Dans mes bras, une petite fille roucoulait doucement, attrapant mon doigt avec sa petite main.
Emma.
Elle avait six mois. Elle avait les yeux bleus de Michael et mon nez. Elle était parfaite. C’était un miracle que nous n’avions pas cru possible.
Michael sortit sur le porche, portant deux verres de limonade. Il était assis à côté de moi, son bras drapé sur mon épaule. Il regarda Emma, un air d’amour pur et sans mélange sur son visage.
Mon téléphone a sonné sur la table entre nous.
C’était un numéro bloqué.
Je savais qui c’était. Mon père, appelant depuis un téléphone public de prison. Il appelait une fois par mois, implorant de l’argent pour le commissariat, implorant pardon, affirmant qu’il était un homme changé. Ma mère a écrit des lettres que je n’ai jamais ouvertes. Erica était silencieuse, pourrissant dans sa cellule.
Michael a vu le téléphone sonner. Il m’a regardé en haussant un sourcil. Il ne m’a pas dit quoi faire. Il ne l’a jamais fait. Il a juste attendu.
J’ai regardé le téléphone. J’ai pensé à la petite fille que j’étais, désespérée de leur approbation, désespérée qu’ils m’aiment autant qu’ils aimaient Erica.
Puis j’ai regardé ma belle fille. J’ai regardé comme elle se sentait en sécurité dans mes bras. J’ai regardé mon mari—l’homme qui s’était tenu entre moi et les monstres, l’homme qui avait brûlé une forêt pour sauver une seule fleur.
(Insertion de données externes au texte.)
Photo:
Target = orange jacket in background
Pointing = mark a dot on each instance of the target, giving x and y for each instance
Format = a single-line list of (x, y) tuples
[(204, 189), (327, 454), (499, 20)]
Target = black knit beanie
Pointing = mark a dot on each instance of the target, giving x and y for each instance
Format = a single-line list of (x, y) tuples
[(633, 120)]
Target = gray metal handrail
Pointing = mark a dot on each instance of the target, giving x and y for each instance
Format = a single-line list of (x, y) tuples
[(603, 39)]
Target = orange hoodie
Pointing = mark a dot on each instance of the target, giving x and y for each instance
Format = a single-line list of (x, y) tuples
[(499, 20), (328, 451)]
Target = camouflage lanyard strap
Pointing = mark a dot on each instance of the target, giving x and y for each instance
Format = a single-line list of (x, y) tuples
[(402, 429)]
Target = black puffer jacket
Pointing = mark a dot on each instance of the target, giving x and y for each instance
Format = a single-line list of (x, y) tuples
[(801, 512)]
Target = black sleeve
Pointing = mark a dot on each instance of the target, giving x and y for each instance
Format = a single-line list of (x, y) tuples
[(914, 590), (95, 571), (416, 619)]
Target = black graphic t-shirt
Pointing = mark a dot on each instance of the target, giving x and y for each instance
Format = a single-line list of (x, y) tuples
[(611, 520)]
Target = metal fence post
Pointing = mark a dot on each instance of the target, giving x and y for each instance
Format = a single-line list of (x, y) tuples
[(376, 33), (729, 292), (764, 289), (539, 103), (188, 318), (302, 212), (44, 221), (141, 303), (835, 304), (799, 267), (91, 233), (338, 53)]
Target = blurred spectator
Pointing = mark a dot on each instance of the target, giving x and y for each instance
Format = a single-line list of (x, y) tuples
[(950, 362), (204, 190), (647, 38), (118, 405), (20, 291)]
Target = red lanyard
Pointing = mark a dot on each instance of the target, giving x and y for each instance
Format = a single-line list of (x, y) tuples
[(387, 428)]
J’ai réalisé que la famille n’est pas une question de sang. Il s’agit de savoir qui saigne pour vous. Il s’agit de savoir qui vous protège.
J’ai décroché le téléphone. J’ai appuyé sur le bouton “Refuser”. Ensuite, je suis allé dans les paramètres et j’ai bloqué le numéro définitivement.
J’ai posé le téléphone et je me suis retourné vers le coucher du soleil.
Michael sourit en me tendant un verre. “Qui était-ce ?” il demanda doucement.